Леонид опешил: что это он его экзаменует?
– Точно не помню. – Что-то около девяти тысяч метров… Зачем тебе?
– А Эйфелева башня?
– По-моему, триста метров.
Отец долго молчал, что-то прикидывая про себя, потом сказал:
– Знаешь, Леня, если б нам поручили, мы бы сделали повыше. Дали бы прокат. Метров на шестьсот подняли бы башню.
– Зачем, отец?
– А там бы наверху – перекладину. И повесить Гитлера. Чтобы, понимаешь, издалека все видели, что будет с теми, кто затевает войну. Ну, может, не один такой на свете Гитлер, может, ещё есть кто-нибудь. Так хватило бы места и для других. А? Как ты думаешь?»
На этот вопрос, заданный отцом задолго до начала Второй мировой войны, Леонид Ильич ответил бесстрашной борьбой с гитлеровскими полчищами, вторгшимися на родную землю.
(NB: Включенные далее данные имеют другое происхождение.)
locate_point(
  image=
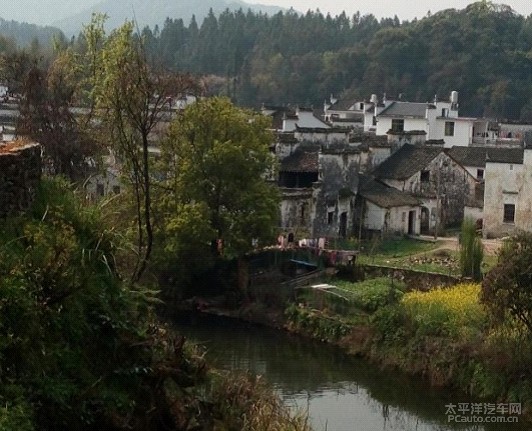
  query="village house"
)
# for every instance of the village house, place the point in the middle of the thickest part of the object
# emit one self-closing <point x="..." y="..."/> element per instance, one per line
<point x="508" y="192"/>
<point x="319" y="187"/>
<point x="430" y="174"/>
<point x="439" y="120"/>
<point x="347" y="112"/>
<point x="385" y="210"/>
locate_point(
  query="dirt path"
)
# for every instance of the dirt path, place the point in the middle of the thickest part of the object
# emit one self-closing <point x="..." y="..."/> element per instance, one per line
<point x="491" y="246"/>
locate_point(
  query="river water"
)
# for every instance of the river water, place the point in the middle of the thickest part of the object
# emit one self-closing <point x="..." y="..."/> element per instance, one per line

Великую Отечественную войну Брежнев встретил в должности секретаря Днепропетровского обкома Коммунистической партии по оборонной промышленности. В военное время проходил службу на разных политических должностях в действующей армии. Газета «Правда» за 1943 год в статье «225 дней мужества и отваги» писала:
«Начальник политотдела 18-й армии полковник Леонид Ильич Брежнев сорок раз приплывал на Малую Землю, а это было опасно, так как некоторые суда в дороге подрывались на минах и гибли от прямых снарядов и авиационных бомб. Однажды сейнер, на котором плыл Брежнев, напоролся на мину, в результате чего полковника выбросило в море… его подобрали матросы…».
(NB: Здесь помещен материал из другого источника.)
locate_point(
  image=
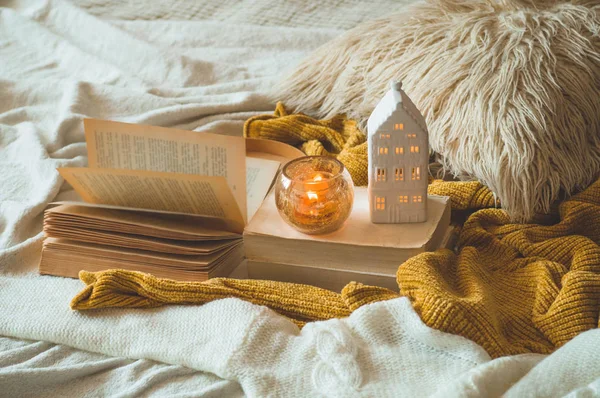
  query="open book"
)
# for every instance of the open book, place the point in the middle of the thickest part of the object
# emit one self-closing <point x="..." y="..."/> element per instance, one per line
<point x="170" y="202"/>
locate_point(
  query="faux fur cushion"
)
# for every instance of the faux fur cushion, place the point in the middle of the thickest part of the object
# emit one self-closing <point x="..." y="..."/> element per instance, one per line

Спустя многие годы Леонид Ильич, являясь руководителем государства, в книге «Малая земля» так вспоминал о тех событиях:
«Переправы мы осуществляли только ночью… Ночная тьма во время переправ была вообще понятием относительным. Светили с берега немецкие прожекторы, почти непрерывно висели над головой «фонари» – осветительные ракеты, сбрасываемые с самолетов. Откуда-то справа вырвались два вражеских торпедных катера, их встретили сильным огнем наши «морские охотники». Вдобавок ко всему фашистская авиация бомбила подходы к берегу.
То далеко от нас, то ближе падали бомбы, поднимая огромные массы воды, и она, подсвеченная прожекторами и разноцветными огнями трассирующих пуль, сверкала всеми цветами радуги. В любую минуту мы ожидали удара и, тем не менее, удар оказался неожиданным. Я даже не сразу понял что произошло. Впереди громыхнуло, поднялся столб пламени, впечатление было, что разорвалось судно. Так оно в сущности и было: наш сейнер напоролся на мину. Мы с лоцманом стояли рядом, вместе нас взрывом швырнуло вверх. Я не почувствовал боли. О гибели не думал, это точно. Зрелище смерти во всех ее обличьях было уже мне не в новинку, и хотя привыкнуть к нему нормальный человек не может, война заставляет постоянно учитывать такую возможность и для себя. Иногда пишут, что человек вспоминает при этом своих близких, что вся жизнь проносится перед его мысленным взором, и что-то главное он успевает понять о себе. Возможно, так и бывает, но у меня в тот момент промелькнула одна мысль: только бы не упасть обратно на палубу.